Mitigation refers to a wide variety of efforts to reduce or even prevent greenhouse gas emissions. These efforts range from changing consumer behavior to boosting the efficiency of outdated equipment to the use of green technologies and renewable energies. This means that mitigation often involves fundamental changes in the way individuals and societies as a whole produce and use energy. Taken together, adaptation and mitigation can be considered complementary strategies constituting a response to climate change and its effects (Laukkonen et al., 2019).

Top-down as well as bottom-up strategies have the capacity and the opportunity to contribute to climate action in many different ways. A great deal of scientific information is available concerning climate change and its effects, including theoretical models of how the impact will shape our future (Intergovernmental Panel on Climate Change, 2019; UN Environment Programme, 2019). The issue of climate change has meanwhile also reached the general public, and many possible actions have been developed at all levels from the individual to the political.

Nevertheless, there remain a variety of obstacles to putting actions into practice. On the one hand, most citizens do not actively engage with climate action until they are personally affected by climate change. On the other hand, the challenges arising from climate change demand far-reaching revision of the modus operandi of research and innovation (Von Schomberg, 2013). Responsible Research and Innovation (RRI), a concept used by the EU to describe scientific research and technological development processes that take into account (potential) impacts on the environment and society, is needed to enable universities and other research institutions to support climate change adaptation, and mitigation.

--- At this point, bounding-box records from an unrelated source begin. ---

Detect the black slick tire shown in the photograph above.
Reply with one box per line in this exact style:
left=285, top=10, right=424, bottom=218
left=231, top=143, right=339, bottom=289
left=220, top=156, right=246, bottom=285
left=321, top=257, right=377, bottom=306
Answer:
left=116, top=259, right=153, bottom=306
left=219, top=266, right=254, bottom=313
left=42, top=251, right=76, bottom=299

In order to develop creative approaches to preventing the effects of climate change, new forms of collaboration are needed to increase the transformative potential of individuals, the economy, and society as a whole. Here, community-academic partnerships—understood as collaboration between community stakeholders and researchers (Drahota et al., 2016)—are seen as a potentially innovative format (Hall et al., 2015; Pettibone et al., 2018; Scholz, 2020). However, if they are to develop to their full potential, they must be designed in such a way that all those involved can participate effectively.

Different approaches to partnerships between academia and the community include: Participatory Action Research, Indigenous/Local Knowledge, Transdisciplinarity, and Citizen Science (Knapp et al., 2019). Comparing the different approaches, Knapp et al. (2019) highlight that one key element is the origin of the prior knowledge/practice approach in question. Given the traditional bias toward the academic side of the partnership, thorough planning and reflection is needed on how to guarantee an “unbalanced problem ownership” (Lang et al., 2012). These considerations are part of the first phase (collaboratively framing the problem and building a collaborative research team) of the ideal-typical conceptual model of a transdisciplinary research process introduced by Lang et al. (2012). The second phase is the actual coproduction of knowledge, followed by the integration phase in which the knowledge generated is transferred back into societal and scientific practice (Lang et al., 2012).

There is still an ongoing debate on how exactly to define the success and effectiveness of community-academic partnerships (Luthe, 2017). Using the conceptual framework of Lang et al. (2012), Luthe (2017) evaluated the success of five transdisciplinary research cases, identified criteria for defining success, and derived design principles complementing the existing framework. Furthermore, indicators of success within partner and partnership characteristics, processes, resources, capacity, partnership outcomes, and relations between partners have been identified through literature reviews (Brush et al., 2020; Drahota et al., 2016).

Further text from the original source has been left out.